Why to use learning_rate * derivative in gradient descent instead of learning_rate * constant

186 Views Asked by At

I understand how gradient descent works. But I have trouble understanding why we usually use the derivative in the equation.

The equation is: new_value = old_value - learning_rate * derivative

I understand the derivative tells which direction to go. But why do we use learning_rate * derivative to find the new_value? What if I use learning_rate * a constant, e.g., 1

I mean I can do this:

If the derivative is negative, new_value = old_value plus learning_rate * 1

If the derivative is positive, new_value = old_value minus learning_rate * 1

I know this is awkward. I just want to say there might exist many ways. Why should we use learning_rate * derivative?

Your insight is highly appreciated!

3

There are 3 best solutions below

0
On

You need the derivative to know "in which direction to go". For scalar fields (function $\Bbb R^n \to \Bbb R$), ie, in multiple dimensions, this derivative becomes the gradient, and it becomes a lot more important to know "in which direction to go" to reach the nearest extremum; since there's a lot more directions in which to go (an infinity) rather than just left or right like in 1D (2 directions). This is precisely what the gradient (or its opposite, the gradient scaled by $-1$) does.

Additionally, the derivative/gradient encodes a sort of measure of "how fast should I go to reach my extremum without overtaking it" (it's an additional weight to smooth out the gradient descent process, more dynamic than the learning rate).

0
On

That would be horribly ineffective. The derivative not only tells us whether the weight should be increased or decreased, it also tells us by how much. So say the optimum of a weight (in a network) is 1.32. If it is say initialised at 5 (randomly), your algorithm would get to 2 and then instead of hitting 1.32 it would go down to 1. In the next training example your algorithm would increase the weight by 1 to 2. So the weight just keeps alternating between 1 and 2, never reaching the optimum value.

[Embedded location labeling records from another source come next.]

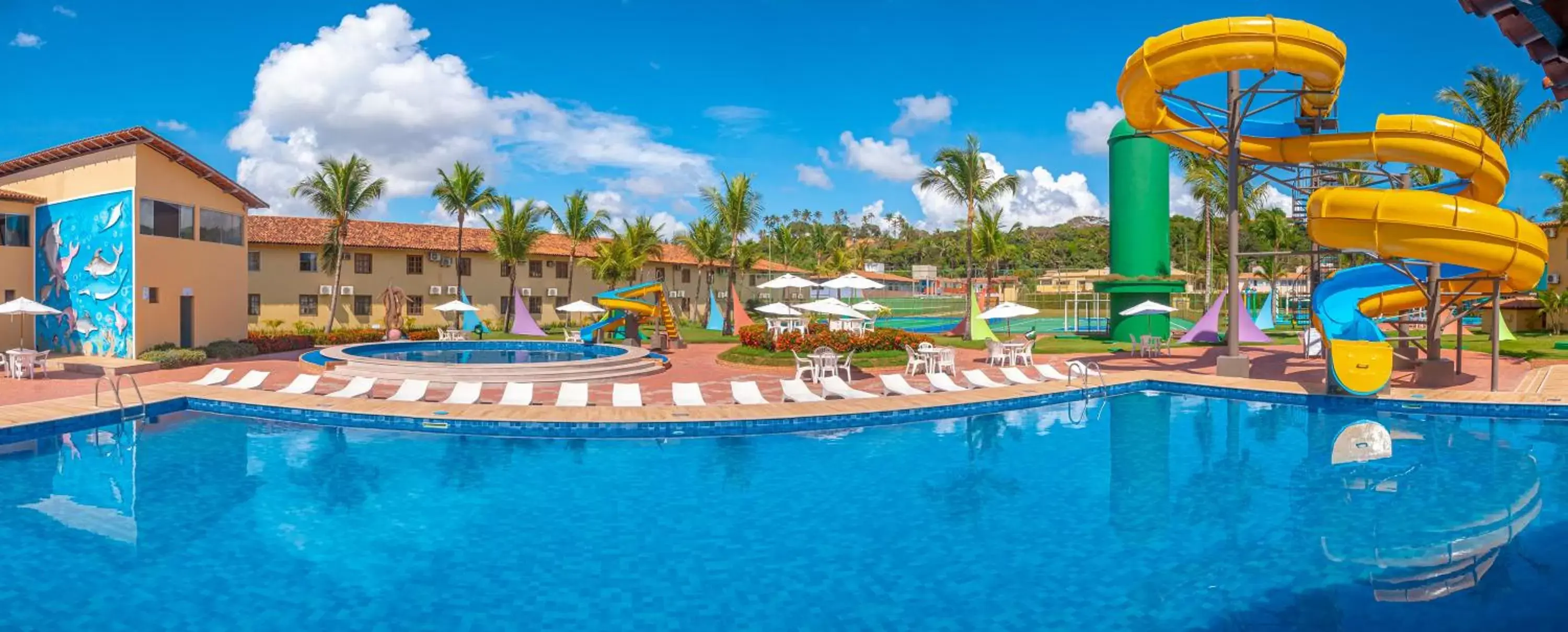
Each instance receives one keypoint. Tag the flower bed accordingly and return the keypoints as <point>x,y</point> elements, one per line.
<point>817,335</point>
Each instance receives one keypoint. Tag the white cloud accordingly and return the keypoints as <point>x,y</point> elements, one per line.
<point>1043,200</point>
<point>736,120</point>
<point>27,41</point>
<point>919,112</point>
<point>813,176</point>
<point>1092,127</point>
<point>888,160</point>
<point>369,87</point>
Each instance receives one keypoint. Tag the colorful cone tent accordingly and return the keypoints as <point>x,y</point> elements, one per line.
<point>1208,329</point>
<point>521,321</point>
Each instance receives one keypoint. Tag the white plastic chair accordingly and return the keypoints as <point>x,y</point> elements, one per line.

Now if you had used the derivative instead, as the weight approached 1.32,
$lr\cdot \frac{\partial }{\partial x}\left(w\right)$ would keep getting smaller. In other words as you approach the optimum your step would get smaller and smaller, getting closer and closer to 1.32, and thus your network would perform way better

0
On

When you are far away from the minimum you want to decrease rapidly, and when you are close to the minimum you want to decrease less rapidly to avoid overshooting. This is not possible if you just add or subtract a constant.

For more information, look up momentum gradient descent, the Armijo rule, and other variants of gradient descent. All of them fine tune the learning rate so that you do not simply add or subtract a constant every time.

In the multidimensional case you would be asking why not add a vector such as $(1, -1, 1, 1, -1)$. The answer is the same.